Request timeout in seconds. Used when retry_on_timeout is enabled to determine when to retry.
retry_on_timeout
bool
default:"False"
Whether to retry the request once if it times out. The retry attempt has no timeout limit.

Settings

Runtime-configurable settings passed via the settings constructor argument using AzureLLMService.Settings(...). These can be updated mid-conversation with LLMUpdateSettingsFrame. See Service Settings for details. AzureLLMService uses the same settings as OpenAILLMService. See the OpenAI LLM Settings section for the full parameter reference.

Usage

Basic Setup

from pipecat.services.azure import AzureLLMService

llm = AzureLLMService(
    api_key=os.getenv("AZURE_CHATGPT_API_KEY"),
    endpoint=os.getenv("AZURE_CHATGPT_ENDPOINT"),
    model=os.getenv("AZURE_CHATGPT_MODEL"),
)

With Custom Settings

from pipecat.services.azure import AzureLLMService

llm = AzureLLMService(
    api_key=os.getenv("AZURE_CHATGPT_API_KEY"),
    endpoint=os.getenv("AZURE_CHATGPT_ENDPOINT"),
    model=os.getenv("AZURE_CHATGPT_MODEL"),
    api_version="2024-09-01-preview",
    settings=AzureLLMService.Settings(
        temperature=0.7,
        max_completion_tokens=1000,
        frequency_penalty=0.5,
    ),
)

Updating Settings at Runtime

Model settings can be changed mid-conversation using LLMUpdateSettingsFrame:
from pipecat.frames.frames import LLMUpdateSettingsFrame
from pipecat.services.openai.base_llm import OpenAILLMSettings

await task.queue_frame(
    LLMUpdateSettingsFrame(
        delta=OpenAILLMSettings(
            temperature=0.3,
            max_completion_tokens=500,
        )
    )
)

Notes

  • Deployment name vs model name: The model parameter should be your Azure deployment name, not the underlying model name (e.g., use "my-gpt4-deployment" instead of "gpt-4").
  • API version: Different API versions support different features.

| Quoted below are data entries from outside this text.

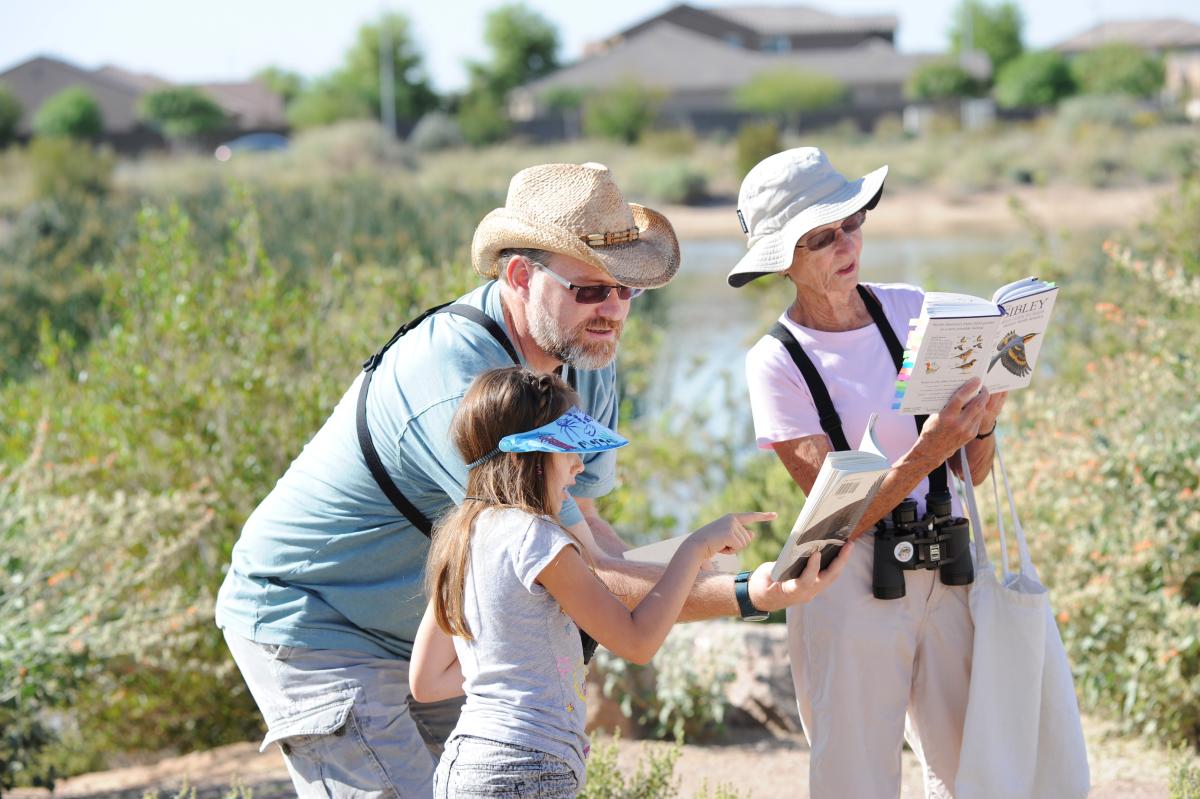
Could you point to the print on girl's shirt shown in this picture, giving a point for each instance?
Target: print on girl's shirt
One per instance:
(579, 677)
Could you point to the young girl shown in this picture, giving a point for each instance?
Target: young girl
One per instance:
(510, 584)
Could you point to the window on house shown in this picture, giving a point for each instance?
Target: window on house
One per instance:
(777, 44)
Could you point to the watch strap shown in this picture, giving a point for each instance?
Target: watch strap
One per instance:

Check the Azure OpenAI documentation for version-specific capabilities.
  • Full OpenAI compatibility: Since AzureLLMService inherits from OpenAILLMService, it supports all the same features including function calling, vision input, and streaming responses.

Event Handlers

AzureLLMService supports the same event handlers as OpenAILLMService, inherited from LLMService:
EventDescription
on_completion_timeoutCalled when an LLM completion request times out
on_function_calls_startedCalled when function calls are received and execution is about to start
@llm.event_handler("on_completion_timeout")
async def on_completion_timeout(service):
    print("LLM completion timed out")
The InputParams / params= pattern is deprecated as of v0.0.105. Use Settings / settings= instead. See the Service Settings guide for migration details.